Bien que les Stark ne lui aient pas permis d’aller à Vienne, ils l’encouragèrent à poursuivre dans sa voie, et à développer ses aptitudes musicales, et ce, à une époque où les musiciennes professionnelles étaient généralement peu soutenues. Comme le rappelait en 2012 Yaela Haertz, amie d’Ethel : « Voir une femme jouer sur scène, seule ou avec un orchestre, était pour ainsi dire inacceptable. » Les Stark ne faisaient pas que rêver de réussite pour Ethel, ils prirent également des mesures concrètes pour que son rêve de devenir violon solo professionnelle, devienne réalité. Ils la soutinrent dans son projet de carrière musicale, alors que l’on en dissuadait les filles à l’époque, de peur que, devenues musiciennes accomplies, elles représentent une menace pour leurs homologues masculins. Les Stark voulaient qu’Ethel puisse jouer à la pleine mesure de son talent et de sa formation, sans égard à son sexe. En effet, l’écho des idéaux suffragistes a persisté dans la famille Stark tout au long de l’adolescence d’Ethel. Ces encouragements contribuèrent grandement à modeler sa confiance, plus tard dans sa vie, dans sa lutte contre ce qui semblerait des obstacles à la fois redoutables et invincibles.
En 1928, lorsque Ethel avait dix-sept ans, son frère apprit que le Curtis Institute of Music (CIM) de Philadelphie accordait aux élèves talentueux des bourses d’études couvrant l’intégralité des frais de scolarité. Plein d’enthousiasme, Jules écrivit aux responsables de l’institution pour solliciter une audition pour sa sœur. Il reçut une lettre de l’administration l’informant que seuls les meilleurs talents au monde seraient admis. Jules insista jusqu’à ce qu’une audition fût enfin accordée à sa sœur.

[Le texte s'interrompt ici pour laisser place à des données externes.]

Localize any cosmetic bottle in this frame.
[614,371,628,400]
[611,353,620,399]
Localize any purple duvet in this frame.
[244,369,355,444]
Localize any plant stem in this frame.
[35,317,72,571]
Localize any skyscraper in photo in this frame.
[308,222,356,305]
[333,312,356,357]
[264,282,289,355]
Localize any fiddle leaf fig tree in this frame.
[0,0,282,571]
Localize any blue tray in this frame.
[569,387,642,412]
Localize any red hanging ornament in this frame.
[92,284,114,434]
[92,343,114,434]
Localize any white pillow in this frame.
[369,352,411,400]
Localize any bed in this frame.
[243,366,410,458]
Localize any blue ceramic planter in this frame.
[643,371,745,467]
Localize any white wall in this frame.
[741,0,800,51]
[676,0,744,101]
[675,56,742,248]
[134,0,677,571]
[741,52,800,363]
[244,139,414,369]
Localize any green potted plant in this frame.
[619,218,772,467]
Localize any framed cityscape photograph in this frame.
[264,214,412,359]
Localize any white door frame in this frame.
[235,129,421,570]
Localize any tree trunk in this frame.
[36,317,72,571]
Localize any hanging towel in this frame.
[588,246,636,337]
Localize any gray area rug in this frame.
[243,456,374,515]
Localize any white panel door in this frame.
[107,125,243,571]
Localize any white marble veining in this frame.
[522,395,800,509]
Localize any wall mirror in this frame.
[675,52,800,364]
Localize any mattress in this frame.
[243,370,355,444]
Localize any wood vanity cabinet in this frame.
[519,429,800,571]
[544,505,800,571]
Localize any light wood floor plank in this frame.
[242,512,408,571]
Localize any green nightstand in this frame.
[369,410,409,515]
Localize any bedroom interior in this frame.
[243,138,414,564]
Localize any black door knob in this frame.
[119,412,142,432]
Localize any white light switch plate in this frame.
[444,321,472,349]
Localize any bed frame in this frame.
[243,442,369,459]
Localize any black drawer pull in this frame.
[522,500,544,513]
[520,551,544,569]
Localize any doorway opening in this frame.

Ethel, Jules et leur mère partirent pour Philadelphie, pleins d’enthousiasme. Mais quand la jeune fille se rendit compte du nombre de violonistes plus âgés qu’elle qui prenaient part au concours, elle se dit qu’elle n’avait aucune chance de gagner. Elle exécuta ses morceaux, et partit, passablement déçue, l’air maussade. Le jury, cependant, la trouva extraordinairement douée. On lui offrit une bourse d’études à temps plein, faisant d’elle la première Canadienne à être acceptée au Curtis Institute of Music.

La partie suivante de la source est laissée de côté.